Pick an obscure biography in a college library, since no one there wants to insult obscurity by decataloging a book, and the library will most likely always be there. One page. Be discreet. Type it on erasable bond, tuck it in the back, and hope that no one ever notices. As for content, skip the hopes and dreams. Mention the weather, tell yourself what you ate that morning, make a list of your friends, note how much you weigh and whether you feel fat, remind yourself of a secret you want to keep.
My other favorites from the list are under the fold:
No. 19: Live in a hotel suite for a week.
Lean into the services a good hotel offers as if it were a way of life and it will be. On the first day, order the same breakfast to be delivered to your room at the same time, every day thence. Tell them you like the newspaper on the cart, with no plastic bag. Take long showers. Stop in at the front desk for messages. Greet the doormen with a twenty. Take walks. Take saunas. Learn the name of the room-service manager. Establish a routine involving a cocktail, the balcony, and a bowl of olives. Tell the concierge to make you seven dinner reservations for seven nights. Tell him to surprise you. After you leave, go back a year later and they will remember your name. At a hotel, it is good to be known.

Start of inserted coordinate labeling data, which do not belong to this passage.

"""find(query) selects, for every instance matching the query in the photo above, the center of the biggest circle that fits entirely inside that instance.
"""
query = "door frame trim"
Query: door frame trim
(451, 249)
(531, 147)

No. 22: Carry a totem in your pocket.
A watch, a badge, a medal, a poker chip, a silver certificate -- for one year. Then give it away. My dad, whose brothers were tailors, carried a thimble on his key ring for forty years. In our house, where keys were constantly interchanged and lost, it marked the set as his. Several years ago, he gave the thimble to me. He’d had several strokes by then, and he was afraid he was going to lose it. I told him to put it away instead, to leave it on his dresser. He shrugged and asked me why. “I can’t remember anything,” he told me. “And you can. That’s the point of a thing like that.”
No. 37: Get very good at a sport that isn’t a sport.
Horseshoes. Poker. Beanbag toss. Discuss this with no one. Use it when the time comes. Rest assured, the time will come. When it does, don’t take over, don’t push others around. Just execute and dominate.
No. 38: Listen to war stories.
Buy a veteran a beer. Ask your questions.
No. 47: Attend the funeral of someone you didn’t know that well.
Attendance at a funeral registers. You don’t have to stick around. You don’t have to cry. You can just sit there and take some lumps for the copy guy you ignored, or the coworker you basically forgot about, or the neighbor you never properly introduced yourself to. Sometimes the best respect you can offer is the last respect.